Interview mit Florian Langenscheidt
Tausendsassa mit MBA

Florian Langenscheidt ist eine bekannte Persönlichkeit. Dass er einen MBA am Insead gemacht hat, ist weniger bekannt. Und auch nicht, dass er dabei seine Frau kennen lernte.

Herr Dr. Langenscheidt, man kennt Sie als Publizist und engagierten Bürger, als gern gesehenen Gast bei TV-Talkshows und Promi-Events. Weitgehend unbekannt ist, dass Sie auch einen MBA am Insead gemacht haben. Liegt das daran, dass Sie ursprünglich einmal etwas ganz anderes werden wollten?



Sie meinen Verleger?

Ja.

Das bin ich dann ja auch geworden! Nach meinem MBA 1985 bin ich in das Management der elterlichen Langenscheidt Verlagsgruppe eingetreten und war bis 2001 auch Vorstandsmitglied bei Bibliographisches Institut/F.A. Brockhaus AG in Mannheim (Brockhaus, Meyer, Duden). Und noch heute bin ich Verleger von Deutsche Standards Editionen, dem vielleicht profitabelsten Verlag in Deutschland.
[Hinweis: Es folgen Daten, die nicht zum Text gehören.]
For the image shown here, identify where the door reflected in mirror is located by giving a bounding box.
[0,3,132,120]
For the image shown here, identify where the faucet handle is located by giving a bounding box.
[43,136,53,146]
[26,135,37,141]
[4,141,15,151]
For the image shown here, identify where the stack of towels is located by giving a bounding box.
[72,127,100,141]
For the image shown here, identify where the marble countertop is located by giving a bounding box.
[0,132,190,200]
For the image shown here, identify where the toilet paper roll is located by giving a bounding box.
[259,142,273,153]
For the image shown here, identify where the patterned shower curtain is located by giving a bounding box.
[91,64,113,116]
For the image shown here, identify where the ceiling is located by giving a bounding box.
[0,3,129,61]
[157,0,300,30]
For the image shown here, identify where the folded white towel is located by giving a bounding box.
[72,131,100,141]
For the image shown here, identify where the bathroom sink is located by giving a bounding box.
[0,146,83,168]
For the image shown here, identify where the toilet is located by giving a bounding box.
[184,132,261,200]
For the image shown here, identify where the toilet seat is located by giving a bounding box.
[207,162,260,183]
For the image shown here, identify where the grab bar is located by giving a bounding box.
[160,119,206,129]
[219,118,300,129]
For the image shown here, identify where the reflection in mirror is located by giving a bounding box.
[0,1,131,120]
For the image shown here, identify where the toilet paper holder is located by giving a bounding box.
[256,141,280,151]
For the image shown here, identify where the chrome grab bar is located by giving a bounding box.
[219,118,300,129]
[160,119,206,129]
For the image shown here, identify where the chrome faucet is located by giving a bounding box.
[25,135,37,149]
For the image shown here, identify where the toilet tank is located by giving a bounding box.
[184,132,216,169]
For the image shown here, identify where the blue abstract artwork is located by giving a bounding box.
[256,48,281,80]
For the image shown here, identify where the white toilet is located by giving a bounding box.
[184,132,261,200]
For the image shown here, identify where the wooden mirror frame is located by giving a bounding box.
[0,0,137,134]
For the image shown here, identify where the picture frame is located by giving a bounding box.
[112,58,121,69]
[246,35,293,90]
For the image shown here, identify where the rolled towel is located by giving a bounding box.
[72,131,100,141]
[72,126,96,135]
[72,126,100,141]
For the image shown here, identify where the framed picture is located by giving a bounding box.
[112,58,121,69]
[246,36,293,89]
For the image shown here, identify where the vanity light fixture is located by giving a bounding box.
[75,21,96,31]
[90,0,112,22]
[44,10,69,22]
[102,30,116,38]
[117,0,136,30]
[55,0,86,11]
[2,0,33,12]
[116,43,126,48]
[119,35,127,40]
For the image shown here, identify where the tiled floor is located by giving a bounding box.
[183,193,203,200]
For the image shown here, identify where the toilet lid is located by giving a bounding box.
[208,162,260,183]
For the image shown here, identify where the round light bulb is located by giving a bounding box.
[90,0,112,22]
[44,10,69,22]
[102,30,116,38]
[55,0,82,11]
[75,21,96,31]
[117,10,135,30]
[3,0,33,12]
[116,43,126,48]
Wenn Sie zurückschauen, warum wollten Sie eigentlich unbedingt einen MBA machen? Sie hatten ja schon in Deutschland und auch in den USA studiert.

Ich hatte an der LMU München Literatur, Journalismus und Philosophie studiert und über Werbung summa cum laude promoviert. Danach habe ich den Radcliffe Publishing Procedures Course an der Harvard University besucht (ein sehr renommiertes 6-wöchiges Sommerprogramm, das als goldener Einstieg in das US-Verlagsgeschäft gilt und heute von der Columbia University in New York durchgeführt wird. A.d.R.) Danach habe ich für zwei Jahre in New York im Buchhandel und Verlagswesen gearbeitet. Aber ich merkte, dass mir noch etwas fehlte, um größere Strukturen zu managen.

Und warum Insead?

Ich habe tatsächlich mit dem Gedanken gespielt, meinen MBA an der Harvard Business School zu machen. Das war naheliegend, weil ich ja schon in Amerika lebte, und wir auch große Pläne für die USA hatten. Ich habe mich dann sehr kurzfristig für Insead entschieden, zum einen aus privaten Gründen, zum anderen weil der Insead-MBA nur ein Jahr dauert, nicht zwei Jahre wie die MBA-Programme in den USA, und die Teilnehmer auch tendenziell älter sind und mehr Berufserfahrung haben.

Das lief dann darauf hinaus, dass Sie mit dem MBA in das Management des elterlichen Verlagsunternehmens einsteigen.

Nein, paradoxerweise überhaupt nicht, auch wenn es dann tatsächlich so gekommen ist. Wenn Sie mich 1985 gefragt hätten, was ich einmal werden wolle, hätte ich vielleicht ZDF-Intendant oder Goethe-Instituts-Chef gesagt.

Ich war am Ende meines MBA-Studiums auf der "Dean's list", also unter den 10 Prozent der besten Studenten. Da konnten Sie sich damals praktisch aussuchen, was Sie machen wollen. Ich hatte 15 attraktive Job-Angebote, darunter das, zu Schulte-Hillen, dem damaligen Vorstandsvorsitzenden von Gruner & Jahr, zu gehen und dort die Entwicklung neuer Zeitschriften zu verantworten. Der Vertrag lag schon vor. Dann kam es im Sommer 85 zu einem intensiven Gespräch mit meinem Vater und meinem Bruder, die mich fragten, ob ich denn nun ins Familienunternehmen einsteigen wollte oder nicht. Nach einer Woche Bedenkzeit habe ich liebend gerne ja gesagt.